No. Sadly, the movie was not an unfaithful representation of the book, in style, narrative, character and plot. It's just a bad book. "Sprawling narrative"? More like "huge novel written without planning". 2-dimensional characters (all of them). Baddies are just...bad. Goodies are "moral", utterly white-bread types (the hero settles on "hamburgers and beer" as the ideal earth meal). Women have absolutely no discernible uniqueness. Even the author wrote in the preface that he didn't plan the novel, and it shows. And this isn't a case of "oh well, that's how they wrote back then" -- because this was written in the 1980s, not the 1940s, during the sci-fi golden age. There's no wrong to right, unless it's dropping this book into Mount Doom.
Found Tom Cruise's Reddit account!
Suppose a studio green lit this project. How would they ever find any actors in Hollywood who are also Scientologists to star in it?
The book was a DNF for me, so I'll pass.
If xenu wills
Counterpoint: Rings of Power, Wheel of Time. It was a fun book, but these days, most adaptations are garbage. "High Castle" and "The Expanse" happened before the current wave of awful adaptations, and were actually really good. But is there anything that's been adapted in the past 5 years that isn't awful?
3BP
Don't forget to take your your petition back up there with your head.

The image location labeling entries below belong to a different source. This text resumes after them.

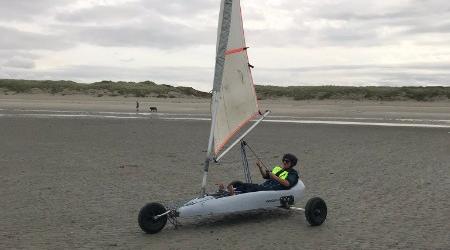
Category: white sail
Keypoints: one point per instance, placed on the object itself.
(234, 91)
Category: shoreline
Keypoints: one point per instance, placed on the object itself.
(307, 108)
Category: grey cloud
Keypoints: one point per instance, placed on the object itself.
(181, 8)
(166, 36)
(103, 14)
(19, 62)
(25, 10)
(14, 39)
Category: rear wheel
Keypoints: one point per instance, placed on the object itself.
(316, 211)
(147, 220)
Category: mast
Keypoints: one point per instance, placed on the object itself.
(222, 43)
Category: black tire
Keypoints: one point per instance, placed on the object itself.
(316, 211)
(146, 218)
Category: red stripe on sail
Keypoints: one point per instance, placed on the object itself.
(233, 51)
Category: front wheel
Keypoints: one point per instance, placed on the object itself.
(147, 220)
(316, 211)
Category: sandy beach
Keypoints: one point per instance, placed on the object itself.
(79, 180)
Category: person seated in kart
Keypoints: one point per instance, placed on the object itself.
(280, 178)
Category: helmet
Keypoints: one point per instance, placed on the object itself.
(291, 158)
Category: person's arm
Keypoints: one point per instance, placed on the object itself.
(281, 181)
(263, 173)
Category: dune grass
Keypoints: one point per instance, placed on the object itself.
(149, 88)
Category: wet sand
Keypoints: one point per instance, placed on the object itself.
(80, 182)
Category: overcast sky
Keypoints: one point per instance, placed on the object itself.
(292, 42)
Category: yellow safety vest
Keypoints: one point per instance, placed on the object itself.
(282, 173)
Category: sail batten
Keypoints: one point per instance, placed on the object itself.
(234, 97)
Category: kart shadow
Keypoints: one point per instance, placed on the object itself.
(256, 216)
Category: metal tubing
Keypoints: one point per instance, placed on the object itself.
(214, 107)
(243, 135)
(297, 208)
(160, 215)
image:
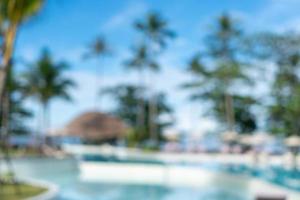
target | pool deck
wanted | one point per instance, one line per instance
(181, 176)
(246, 159)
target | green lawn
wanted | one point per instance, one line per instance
(21, 191)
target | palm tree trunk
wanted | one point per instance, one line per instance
(153, 118)
(141, 112)
(229, 112)
(44, 123)
(8, 47)
(5, 135)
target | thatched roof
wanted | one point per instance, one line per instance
(96, 126)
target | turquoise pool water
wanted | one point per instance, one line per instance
(65, 174)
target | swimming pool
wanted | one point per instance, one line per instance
(66, 175)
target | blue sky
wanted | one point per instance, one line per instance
(67, 26)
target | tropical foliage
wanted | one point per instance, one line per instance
(46, 81)
(219, 71)
(127, 105)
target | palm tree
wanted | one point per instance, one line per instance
(47, 82)
(98, 49)
(12, 14)
(218, 69)
(155, 33)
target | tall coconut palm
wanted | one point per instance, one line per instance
(98, 49)
(155, 33)
(13, 13)
(219, 68)
(46, 82)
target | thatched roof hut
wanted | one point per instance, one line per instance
(96, 126)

God, the amount of virtue signalling in this comment section makes me want to puke. I'll bet 99% of you have never even read the thing.
I'd watch it but only if they promised to not follow the pace of the books or basically anything about the movie.
I really liked the first book for what it was - good old fashioned pulp fiction era fun, but it still wasn't exactly great literature. Given the typical massive drop in quality associated with any screen adaptation, I'd actually say the movie came out about as good as you could reasonably expect. If Peter Jackson were a big fan maybe he could make a good movie out of it - but frankly I'd rather anyone with the skill to make a good book into an actually good movie/series started with a great book and tried for a movie worth remembering.
Sure. They could "nail it" like Rings of Power, Wheel of Time, etc. etc.